BALTIMORE, AUG. 1 -- Dave Stieb has more than four times as many victories in his career as the Orioles' current starting rotation.

Tonight, he showed the patience that only years can give, righting himself after a disastrous first inning to pitch the Toronto Blue Jays past Baltimore, 7-4, in front of 40,625 at Memorial Stadium.

After the game, the club made its third roster move this week, acquiring outfielder Dave Gallagher on a waiver claim from the White Sox.

Gallagher is expected to join the club Thursday, at which point the Orioles must release or demote someone. Neither Manager Frank Robinson nor General Manager Roland Hemond would say who would be the odd man out.

Stieb (14-3) gave up four runs in the first, but held the Orioles scoreless for five more innings while the Blue Jays chipped away at the lead, winning it on a two-out, two-run double by Kelly Gruber in the seventh.

Gruber's drive to right-center came off Mark Williamson, the Orioles' third pitcher.

But the two runs -- and the loss -- were charged to Jeff Ballard (1-10), who gave up a double to Mookie Wilson and a walk to Tony Fernandez before being lifted for Williamson.

"All losses now are tough losses," said Robinson. "But I look at this one differently because we had a chance to win. It was there for us."

The Blue Jays' three-home-run power display ruined the first major league start for pitcher Mickey Weston, who was called up from Class AAA Rochester Tuesday when Bob Milacki went on the disabled list.

But Weston wouldn't have gotten the win, anyway -- he didn't get very far, giving up six hits and four earned runs in four-plus innings.

"I definitely have some things to work on," said Weston, who was 10-0 with a 1.81 ERA with Rochester. "I'm disappointed but not distraught. I think I can still make an impact on this team."

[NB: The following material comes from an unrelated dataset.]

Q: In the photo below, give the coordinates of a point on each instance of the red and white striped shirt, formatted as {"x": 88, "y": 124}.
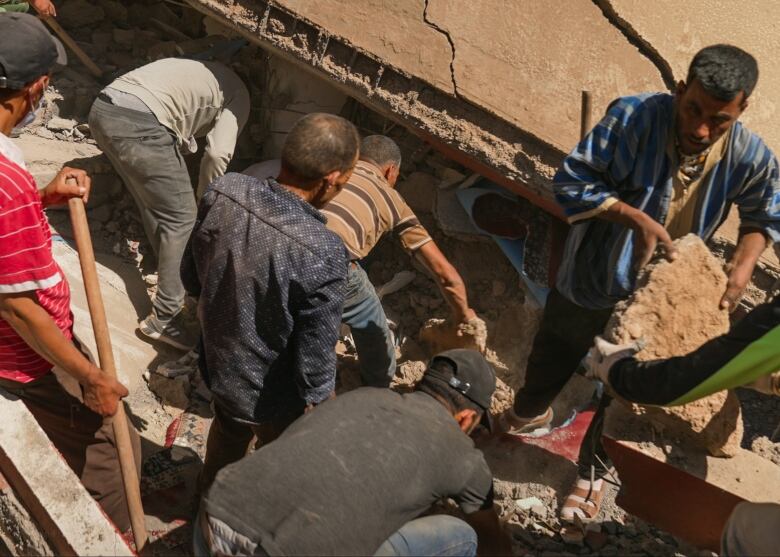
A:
{"x": 27, "y": 265}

Weston left the game after giving up a game-tying homer to Glenallen Hill with none out in the fifth.

But the relievers didn't fare any better against the power-packed Toronto lineup, as first Ballard and then Williamson failed to hold the Blue Jays.

John Olerud clinched the win with a homer off Williamson in the eighth. The Blue Jays lead the majors with 126 homers.

The loss prevented the Orioles (51-53) from reaching the .500 plateau for the fourth straight time. They haven't hit that level since June 12 (29-29).

But more importantly, it dropped Baltimore five games behind the division-leading Blue Jays (56-48) in the American League East.

The Orioles, who came into the series playing the best baseball in the AL since the all-star break, had hoped to make their move against the Blue Jays.

But the Blue Jays not only held their ground in this three-game series, they gained some, winning two of the three. They lost to Ben McDonald Tuesday night.

It was hoped Weston's debut would give the pitching staff a boost similar to that supplied by McDonald, who shut out the White Sox in his first major league start last Saturday.

But it was Stieb who ruled tonight. With 162 wins in his 11 years as a Blue Jay, he is far ahead of the combined total (37) of the Orioles' rotation of Weston, McDonald, John Mitchell, Dave Johnson and Pete Harnisch.

But, amazingly, this was his first win at Memorial Stadium.

It started bad and got worse. The Orioles had a 4-0 lead before Stieb could say "strike one." Thirteen of his first 15 pitches were balls. Walks to three of the first four batters set the table, but it was RBI singles by Cal Ripken, Joe Orsulak and Craig Worthington that did the damage.

Ripken's bases-loaded hit to center brought home the first two runs, and came as a welcome surprise to the Orioles.

Ripken had been hitting only .108 (two for 19) in bases-loaded situations this season, but ripped a liner on a 2-2 pitch that scored Brady Anderson and Randy Milligan, both of whom had walked.

Orsulak followed with a single to right that scored Sam Horn, who also had walked. Worthington's two-out bloop single to right brought Ripken home.

But Toronto began to chip away at Weston. Three singles, the last a two-out poke to center by Manny Lee bringing home George Bell, put the the Blue Jays on the board in the second.

In the fourth, a two-run homer to right-center by 1989 home run king Fred McGriff made it 4-3.

Hill chased Weston with a lead-off, game-tying homer to left-center in the fifth.